Abbott, 2 others settle price inflation allegations
WASHINGTON — Three pharmaceutical manufacturers have agreed to pay more than $421 million to settle allegations that the companies reported inflated prices for numerous products, the Justice Department announced Tuesday.
The government said the companies knew that federal health care programs relied on the inflated prices to set payment rates.
The Justice Department now has recovered more than $1.8 billion from pharmaceutical companies arising from similar unlawful drug-pricing schemes, Assistant Attorney General Tony West told a news conference.
In the latest settlements, Abbott Laboratories Inc. agreed to pay $126.5 million; B. Braun Medical Inc. will pay just over $14.7 million and Roxane Laboratories Inc. agreed to pay $280 million.
Assistant Attorney General Tony West said the three companies inflated the "average wholesale price" for dozens of their products, including powerful antibiotics, used by Medicare and Medicaid patients.

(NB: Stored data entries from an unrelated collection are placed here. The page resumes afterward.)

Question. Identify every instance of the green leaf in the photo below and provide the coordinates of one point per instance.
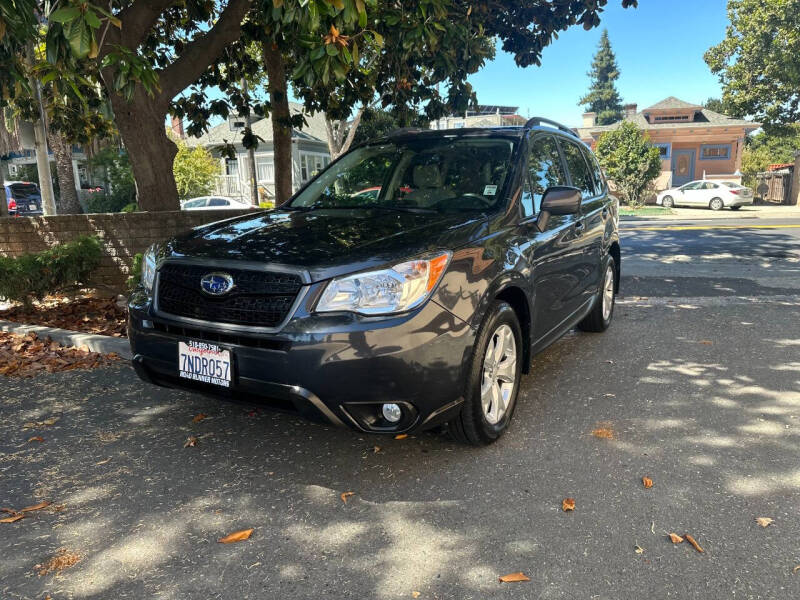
(91, 19)
(66, 14)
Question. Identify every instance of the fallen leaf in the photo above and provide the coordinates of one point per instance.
(237, 536)
(39, 506)
(693, 542)
(512, 577)
(62, 560)
(13, 518)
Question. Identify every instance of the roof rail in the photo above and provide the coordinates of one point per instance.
(537, 121)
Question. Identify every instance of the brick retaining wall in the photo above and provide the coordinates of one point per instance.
(123, 235)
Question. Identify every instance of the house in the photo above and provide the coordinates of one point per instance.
(695, 143)
(486, 115)
(309, 154)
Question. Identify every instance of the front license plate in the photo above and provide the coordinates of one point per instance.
(208, 363)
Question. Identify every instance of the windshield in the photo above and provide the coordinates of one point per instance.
(425, 174)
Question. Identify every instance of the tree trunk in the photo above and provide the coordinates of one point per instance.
(281, 124)
(68, 203)
(141, 123)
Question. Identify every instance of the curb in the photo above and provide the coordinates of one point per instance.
(104, 344)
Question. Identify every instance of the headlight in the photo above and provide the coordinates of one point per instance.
(149, 267)
(393, 290)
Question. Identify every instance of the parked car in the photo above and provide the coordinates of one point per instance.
(23, 198)
(213, 203)
(716, 195)
(410, 311)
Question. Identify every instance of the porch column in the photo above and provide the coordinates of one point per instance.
(794, 199)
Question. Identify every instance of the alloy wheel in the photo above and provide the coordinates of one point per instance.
(499, 374)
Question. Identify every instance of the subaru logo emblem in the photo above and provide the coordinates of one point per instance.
(216, 284)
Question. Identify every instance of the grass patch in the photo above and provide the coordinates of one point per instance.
(644, 211)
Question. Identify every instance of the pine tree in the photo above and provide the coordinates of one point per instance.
(603, 97)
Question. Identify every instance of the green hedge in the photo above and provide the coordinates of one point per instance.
(33, 276)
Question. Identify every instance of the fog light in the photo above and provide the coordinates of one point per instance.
(392, 413)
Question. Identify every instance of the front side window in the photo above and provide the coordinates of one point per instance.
(578, 169)
(545, 169)
(433, 174)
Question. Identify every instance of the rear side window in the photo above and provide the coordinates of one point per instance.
(599, 182)
(545, 170)
(578, 169)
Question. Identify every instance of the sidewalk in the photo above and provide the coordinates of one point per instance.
(746, 212)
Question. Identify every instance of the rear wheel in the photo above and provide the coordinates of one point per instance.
(493, 385)
(603, 310)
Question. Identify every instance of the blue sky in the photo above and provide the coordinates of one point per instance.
(659, 48)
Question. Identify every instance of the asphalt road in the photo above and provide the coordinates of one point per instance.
(698, 382)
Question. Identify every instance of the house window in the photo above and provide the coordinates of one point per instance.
(663, 149)
(265, 169)
(715, 152)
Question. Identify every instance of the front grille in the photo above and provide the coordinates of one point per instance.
(259, 298)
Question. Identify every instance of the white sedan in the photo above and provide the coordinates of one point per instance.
(715, 195)
(213, 203)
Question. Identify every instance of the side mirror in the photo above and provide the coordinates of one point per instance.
(558, 200)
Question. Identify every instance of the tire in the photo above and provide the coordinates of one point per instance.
(602, 312)
(478, 424)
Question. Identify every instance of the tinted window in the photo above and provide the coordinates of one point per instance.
(599, 182)
(578, 169)
(544, 166)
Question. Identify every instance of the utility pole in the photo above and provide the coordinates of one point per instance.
(251, 153)
(40, 144)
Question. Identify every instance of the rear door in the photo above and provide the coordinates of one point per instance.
(552, 252)
(590, 227)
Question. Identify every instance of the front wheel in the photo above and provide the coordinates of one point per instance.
(603, 310)
(493, 383)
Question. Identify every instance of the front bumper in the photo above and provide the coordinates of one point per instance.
(337, 369)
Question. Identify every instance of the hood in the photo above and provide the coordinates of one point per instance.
(327, 243)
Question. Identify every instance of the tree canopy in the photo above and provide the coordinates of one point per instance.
(629, 160)
(757, 61)
(603, 97)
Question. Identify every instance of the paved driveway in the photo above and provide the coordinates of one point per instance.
(701, 394)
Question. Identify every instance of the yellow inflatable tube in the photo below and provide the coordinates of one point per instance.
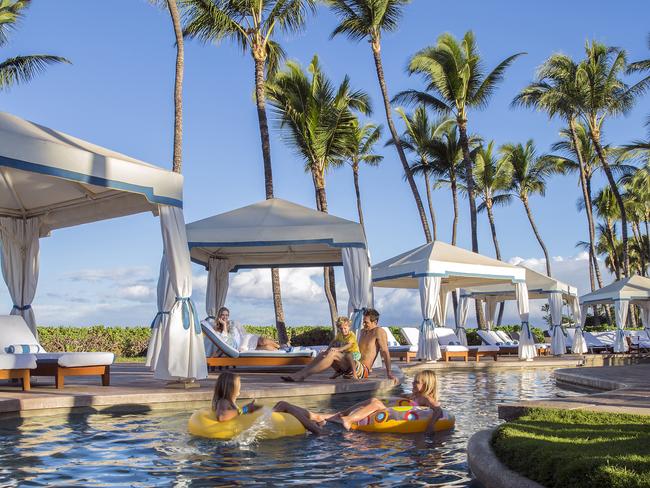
(405, 419)
(203, 423)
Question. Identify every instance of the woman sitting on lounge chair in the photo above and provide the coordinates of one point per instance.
(238, 338)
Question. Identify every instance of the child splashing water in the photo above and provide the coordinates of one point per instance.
(425, 394)
(226, 392)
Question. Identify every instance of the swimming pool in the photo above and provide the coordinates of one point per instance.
(154, 448)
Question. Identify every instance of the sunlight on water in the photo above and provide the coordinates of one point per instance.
(154, 448)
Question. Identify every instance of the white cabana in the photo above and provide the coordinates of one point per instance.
(634, 290)
(441, 267)
(276, 233)
(50, 180)
(539, 286)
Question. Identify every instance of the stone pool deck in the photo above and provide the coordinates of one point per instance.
(133, 388)
(622, 389)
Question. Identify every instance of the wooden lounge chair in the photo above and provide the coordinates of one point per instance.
(231, 357)
(17, 366)
(399, 351)
(58, 365)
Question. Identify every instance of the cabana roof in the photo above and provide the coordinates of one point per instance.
(539, 286)
(459, 268)
(66, 181)
(635, 288)
(273, 233)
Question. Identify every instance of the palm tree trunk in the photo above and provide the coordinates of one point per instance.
(260, 101)
(454, 198)
(493, 228)
(376, 51)
(433, 214)
(588, 207)
(595, 137)
(355, 173)
(178, 86)
(329, 283)
(537, 235)
(469, 175)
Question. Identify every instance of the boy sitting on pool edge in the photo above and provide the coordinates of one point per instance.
(345, 342)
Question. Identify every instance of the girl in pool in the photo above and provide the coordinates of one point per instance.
(239, 339)
(226, 392)
(425, 394)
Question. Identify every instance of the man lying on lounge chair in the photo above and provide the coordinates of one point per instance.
(372, 341)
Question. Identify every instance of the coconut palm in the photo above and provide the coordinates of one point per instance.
(361, 150)
(556, 91)
(456, 82)
(19, 69)
(604, 95)
(493, 178)
(252, 26)
(318, 122)
(417, 138)
(529, 173)
(368, 19)
(579, 155)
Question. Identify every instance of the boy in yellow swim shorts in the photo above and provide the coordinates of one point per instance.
(346, 341)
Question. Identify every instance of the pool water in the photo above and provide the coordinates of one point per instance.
(154, 448)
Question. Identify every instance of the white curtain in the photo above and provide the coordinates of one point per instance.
(356, 268)
(182, 355)
(558, 342)
(462, 313)
(490, 311)
(428, 346)
(215, 294)
(645, 317)
(19, 239)
(527, 350)
(621, 307)
(579, 343)
(165, 299)
(441, 311)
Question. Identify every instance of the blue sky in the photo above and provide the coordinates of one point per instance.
(118, 93)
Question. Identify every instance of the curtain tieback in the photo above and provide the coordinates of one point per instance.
(155, 324)
(190, 316)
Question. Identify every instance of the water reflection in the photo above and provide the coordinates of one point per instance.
(151, 448)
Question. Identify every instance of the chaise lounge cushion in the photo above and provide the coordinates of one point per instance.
(17, 361)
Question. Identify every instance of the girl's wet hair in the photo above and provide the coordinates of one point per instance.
(342, 320)
(430, 381)
(224, 388)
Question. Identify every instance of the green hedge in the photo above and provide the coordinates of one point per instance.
(133, 341)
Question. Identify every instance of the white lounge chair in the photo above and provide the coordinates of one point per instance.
(15, 332)
(397, 350)
(17, 366)
(231, 357)
(412, 335)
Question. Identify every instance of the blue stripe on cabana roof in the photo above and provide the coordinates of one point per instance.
(147, 191)
(447, 275)
(329, 242)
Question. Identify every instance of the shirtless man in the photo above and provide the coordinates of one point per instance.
(372, 341)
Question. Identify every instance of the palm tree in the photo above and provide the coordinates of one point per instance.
(19, 69)
(368, 19)
(252, 26)
(585, 163)
(361, 151)
(417, 138)
(529, 174)
(556, 91)
(493, 178)
(605, 94)
(456, 82)
(319, 123)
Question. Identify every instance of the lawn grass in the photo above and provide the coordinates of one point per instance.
(576, 449)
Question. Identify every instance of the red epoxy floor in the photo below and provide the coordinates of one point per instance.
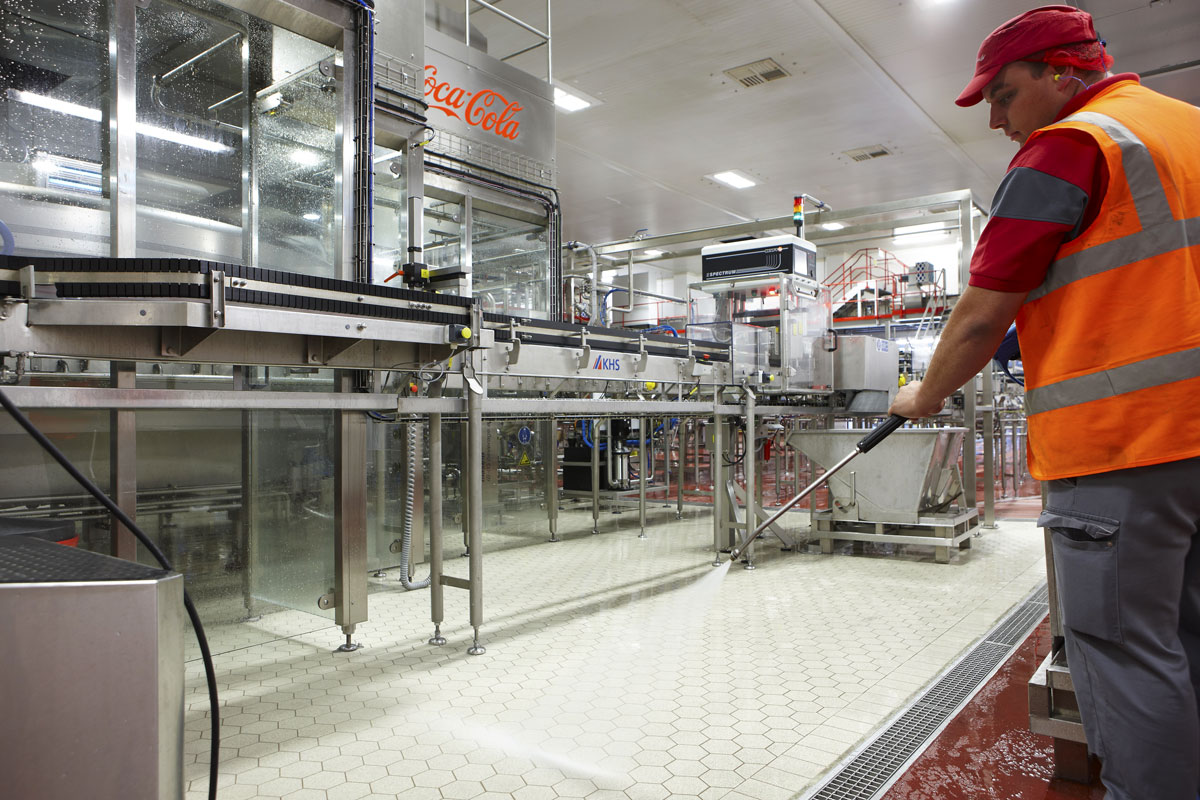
(988, 752)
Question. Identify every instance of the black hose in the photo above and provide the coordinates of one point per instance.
(209, 671)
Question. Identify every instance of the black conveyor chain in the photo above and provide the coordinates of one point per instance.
(196, 266)
(545, 331)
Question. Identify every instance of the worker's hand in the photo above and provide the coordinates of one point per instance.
(911, 403)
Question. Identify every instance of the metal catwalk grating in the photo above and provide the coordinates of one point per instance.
(873, 767)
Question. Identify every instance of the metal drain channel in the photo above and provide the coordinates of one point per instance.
(874, 767)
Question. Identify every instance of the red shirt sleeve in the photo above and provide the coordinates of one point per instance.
(1014, 253)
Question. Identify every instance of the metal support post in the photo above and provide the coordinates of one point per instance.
(595, 476)
(749, 464)
(682, 449)
(475, 528)
(120, 121)
(642, 464)
(437, 590)
(989, 450)
(246, 501)
(666, 461)
(720, 513)
(123, 451)
(349, 519)
(971, 421)
(550, 462)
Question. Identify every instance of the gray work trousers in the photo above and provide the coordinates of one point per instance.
(1127, 563)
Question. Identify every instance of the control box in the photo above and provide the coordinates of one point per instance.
(790, 254)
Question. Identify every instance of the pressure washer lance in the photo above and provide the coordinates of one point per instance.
(875, 437)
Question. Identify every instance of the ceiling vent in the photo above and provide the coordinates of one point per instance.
(757, 72)
(867, 154)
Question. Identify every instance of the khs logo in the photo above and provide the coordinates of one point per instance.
(485, 109)
(611, 365)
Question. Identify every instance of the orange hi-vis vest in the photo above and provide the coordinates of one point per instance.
(1111, 340)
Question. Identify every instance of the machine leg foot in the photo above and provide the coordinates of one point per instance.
(351, 645)
(437, 638)
(1072, 761)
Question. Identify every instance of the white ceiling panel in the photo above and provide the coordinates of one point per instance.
(863, 72)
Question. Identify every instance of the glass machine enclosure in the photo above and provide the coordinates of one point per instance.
(778, 326)
(187, 128)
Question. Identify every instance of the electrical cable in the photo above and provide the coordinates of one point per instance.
(7, 244)
(124, 518)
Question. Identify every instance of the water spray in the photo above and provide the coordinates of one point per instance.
(875, 437)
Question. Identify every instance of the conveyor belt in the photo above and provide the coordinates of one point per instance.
(196, 266)
(533, 331)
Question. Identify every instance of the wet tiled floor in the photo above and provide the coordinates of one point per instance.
(617, 668)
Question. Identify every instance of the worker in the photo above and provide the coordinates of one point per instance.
(1093, 247)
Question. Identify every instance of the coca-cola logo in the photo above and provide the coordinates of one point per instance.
(486, 108)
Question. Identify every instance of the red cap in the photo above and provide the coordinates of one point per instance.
(1025, 35)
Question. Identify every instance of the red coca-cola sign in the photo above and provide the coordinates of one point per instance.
(486, 108)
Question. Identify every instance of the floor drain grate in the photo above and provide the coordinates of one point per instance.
(873, 768)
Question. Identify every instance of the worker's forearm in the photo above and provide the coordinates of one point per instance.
(972, 334)
(963, 352)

They reported these inflated prices to published national pricing lists used by the government to determine what it will pay doctors and druggists who provided those drugs to their Medicare and Medicaid patients, West said.
"This practice within the pharmaceutical industry was widespread — so much so that instead of Average Wholesale Price, 'AWP,' it was jokingly said, really stood for: 'Ain't What's Paid.' Indeed, the only purchasers who paid the inflated, reported drug price were you, the American taxpayers," West said.
By leading the government to believe the drugs sold at higher prices, West added, pharmaceutical companies gained market share by offering substantial profits to pharmacists and doctors who dispensed their drugs. The doctors and druggists were able to obtain the drugs at one price, be reimbursed by the government at an inflated price and pocket the difference, West said.
"This scheme then guaranteed massive profits to physicians and pharmacies that administered and sold Abbott products to their patients," U.S. Attorney for South Florida Wilfredo Ferrer said. "And the generous profit margins helped Abbott maintain and gain customers. So the way we look at it, Medicare and Medicaid in essence foot the bill for Abbott's marketing budget."
The case against Abbott came to light in 2006 when the Justice Department intervened in a whistleblower lawsuit filed by a South Florida company under the federal False Claims Act.
The Justice Department sued Roxane, now formally known as Boehringer Ingelheim Roxane Inc., in 2007. It is unclear when federal authorities started investigating the allegations against B. Braun, a U.S. subsidiary of German pharmaceutical company B. Braun Melsungen AG.
All three companies denied wrongdoing and said they only settled to end what each described as costly litigation with the federal government.
"The company at all times complied with laws, regulations and customary industry practices," said Ann Wainright, spokeswoman for Columbus, Ohio-based Roxane. "Roxane employees can now focus all their efforts on providing patients with high quality, low cost medicines that treat important health conditions and improve patients' lives. It is for these reasons Roxane has chosen to settle."
Adelle Infante, spokeswoman for Abbott Park, Ill.-based Abbott, said, "We continue to believe that we have complied with all laws and regulations and have entered into this agreement to eliminate the uncertainty associated with continued litigation."
At B. Braun, of Bethlehem, Pa., spokeswoman Susan Denby said, the company "complies with government laws and regulations and operates under a robust compliance program to ensure continual compliance. As such, B. Braun was not required to enter into a corporate integrity agreement as part of the settlement."